Here are some benefits of having a motor insurance:

  • Cover repair cost when a accident occurs
  • Hospitalization benefits
  • Courtesy/ replacement car
  • Tow services and the list goes on….

(above-mentioned benefits, motor & travel insurance may vary on the type of benefits a customer chooses)

So what will be the common misunderstandings one may have of getting a motor insurance?

Myth 1:

“I buy motor insurance online is cheaper! I don’t have to pay the middleman fee!”

False! Premiums are derived from:

  1. Claims experience mainly
  2. Car brands
  3. Type of car
  4. Driver’s experience/ age
  5. CC
  6. NCD % (no claim discount)
  7. Excess

The benefit of getting from a broker/ agent, they SAVE all your ‘troubles’, help you with the claims when you are feeling down. On the other hand, if you get it online, you will have to do all the claims by yourselves, liaise with insurance companies etc, when you are not in the best of mood.

I was involved in a chain collusion on SLE towards city about 10 years ago, my car and I was ‘badly injured’, I was really glad that my agent helped me with everything!

Myth 2:

“Brokers will find the more expensive quotes as they want to earn more commission!”

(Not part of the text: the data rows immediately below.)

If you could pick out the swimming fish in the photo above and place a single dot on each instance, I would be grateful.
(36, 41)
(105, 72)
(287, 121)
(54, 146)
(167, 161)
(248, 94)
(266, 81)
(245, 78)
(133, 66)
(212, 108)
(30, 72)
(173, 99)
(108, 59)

Unlikely! As I have mentioned there are many “tech-savvy” customers, they will be able to get the pricings online if the price is way too much difference from the other companies. Customer should be able to tell that difference in the quotes and pricing.

It is really very competitive especially for motor insurance in terms of benefits v.s. premiums. Also, premiums are strongly regulated in Singapore, companies wouldn’t be able to charge too much. If it is too expensive, there will be no customer buying from such company and the company is losing the business sooner. No companies would want that to happen.

Thus, premiums will be the same be it you get from online or through a broker/ agent, as this is a competitive market in Singapore, every company is trying to cut the premiums to attract new customers.

The reverse will be true that all agents and broker companies will go bankrupt IF online quotes are cheaper. And what will be the reason for the surviving companies that don’t use online systems/ quotes?

Myth 3:

“Commercials are telling us getting online SAVE US a lot of money!!!”

False! There is a min profit margin a company must earn to sustain their business for many years to come, and costs and inflation have been going up, how could the premiums become cheaper? Premiums are derived from claims experiences, and payments for repairs and damages come from the pool of premiums paid, and we are talking about min of 5 figures each accident, so how cheap a motor insurance can go? It certainly makes no sense to do so in losing the business.

I personally will recommend to have someone in the profession to help me with all these, to save me from all the troubles, time and frustrations that I may encounter during claims.